La definición jurídica y política del Principado es muy controvertida, y sin embargo fue un régimen que duró tres siglos, desde el 27 a.C. hasta Diocleciano (284 a 305), al cual se le atribuye la creación de una monarquía de corte absolutista: el Dominado. Y es que esta dificultad para definir el
Principado viene de propio carácter de Augusto, desconfiado, de soluciones intermedias, confuso, etc … Incluso, al menos durante el siglo I d.C., se duda de la constitucionalidad del Principado, y lo que más bien resultaba ser era un conjunto de prerrogativas; y l hecho de que confluyan elementos personales e institucionales para la calificación del régimen augústeo, y el hecho de que sus inmediatos sucesores se basaran predominantemente sobre uno u otro de estos poderes dificulta la noción jurídica del Principado.
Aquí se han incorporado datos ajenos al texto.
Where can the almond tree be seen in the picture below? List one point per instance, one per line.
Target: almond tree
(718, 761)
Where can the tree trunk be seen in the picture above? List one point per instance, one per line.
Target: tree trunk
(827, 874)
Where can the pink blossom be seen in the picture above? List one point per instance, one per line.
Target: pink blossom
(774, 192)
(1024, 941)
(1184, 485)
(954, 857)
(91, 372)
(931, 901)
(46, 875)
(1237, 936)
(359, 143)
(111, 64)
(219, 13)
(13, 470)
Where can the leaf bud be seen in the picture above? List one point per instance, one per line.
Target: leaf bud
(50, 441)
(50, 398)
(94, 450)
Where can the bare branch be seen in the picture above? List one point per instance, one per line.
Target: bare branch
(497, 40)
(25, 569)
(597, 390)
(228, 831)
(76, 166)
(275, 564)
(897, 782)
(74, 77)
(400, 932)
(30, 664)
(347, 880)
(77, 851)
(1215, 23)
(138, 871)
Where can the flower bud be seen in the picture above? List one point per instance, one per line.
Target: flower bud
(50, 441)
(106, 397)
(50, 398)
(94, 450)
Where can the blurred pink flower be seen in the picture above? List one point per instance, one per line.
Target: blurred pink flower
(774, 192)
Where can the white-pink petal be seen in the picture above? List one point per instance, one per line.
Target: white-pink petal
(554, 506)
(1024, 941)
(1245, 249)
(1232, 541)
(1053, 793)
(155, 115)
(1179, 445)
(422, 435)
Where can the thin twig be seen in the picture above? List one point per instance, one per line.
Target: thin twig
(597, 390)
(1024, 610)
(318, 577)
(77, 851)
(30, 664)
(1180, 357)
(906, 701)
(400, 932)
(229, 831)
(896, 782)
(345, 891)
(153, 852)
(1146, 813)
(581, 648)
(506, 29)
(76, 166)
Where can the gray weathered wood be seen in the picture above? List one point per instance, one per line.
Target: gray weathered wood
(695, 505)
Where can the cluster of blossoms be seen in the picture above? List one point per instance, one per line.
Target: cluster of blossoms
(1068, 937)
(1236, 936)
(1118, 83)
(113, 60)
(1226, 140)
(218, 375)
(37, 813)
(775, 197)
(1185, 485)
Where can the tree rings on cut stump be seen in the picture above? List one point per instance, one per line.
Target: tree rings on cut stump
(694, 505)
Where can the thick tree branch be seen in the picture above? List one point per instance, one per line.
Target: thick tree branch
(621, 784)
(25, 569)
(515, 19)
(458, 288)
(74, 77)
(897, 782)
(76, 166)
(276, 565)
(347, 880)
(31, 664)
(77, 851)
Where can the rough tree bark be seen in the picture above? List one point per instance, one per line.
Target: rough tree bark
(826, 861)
Pon un lado, tenemos la propaganda oficial, los pro-augustos (Horacio, Virgilio, Ovidio, Veleio y Patérculo), que afirmaban la idea de la restauración de la república; y por otro tenemos autores como Appiano y Dion Cassio, que destacan sus aspectos monárquicos. Sin embargo, había una serie de ambigüedades, ya que no se percibió ninguna actitud de extrema violencia por parte de Augusto, respetando las instituciones republicanas, resistiéndose a realidades jurídicas rígidas. Por ello, tampoco es comparable al Dominado de Diocleciano, dado el respeto de Augusto hacia el Senado y las asambleas, y su negativa a recibir el título de Dominus sobre los súbditos.
A partir de la tesis de Mommsen, que lo definía como una diarquía en la cual compartían poderes el Senado y, el princeps, una teoría unánimemente rechazada, se ha intentado encajar el Principado en categorías jurídico- políticas demasiado rígidas como la monarquía o república. Una buena manera de catalogar el Principado es sociológicamente, desde donde quizá pueda decirse que se basaba en dos factores: uno material que es el ejército, y otro moral que es la convicción de todos de que no se podía salir del caos de la guerra civil nada más que concentrando todos los poderes en una misma persona. Aunque esto último, es lo que hace pensar a muchos autores que Augusto llevó a cabo una monarquía con un velo restaurador de la monarquía, consiguiendo un poder personal al que se someten todos los poderes del Estado, eso sí, no en el mismo plano que el regnum o la dictadura, dado que Augusto respetó las instituciones republicanas, tuvo en cuenta las aspiraciones del pueblo romano, pero también quedando claro que no hubo restauración republicana, estando magistrados y Senado subordinados.
En definitiva, no está claro qué tipo de régimen fue Principado, habiendo diferentes perspectivas.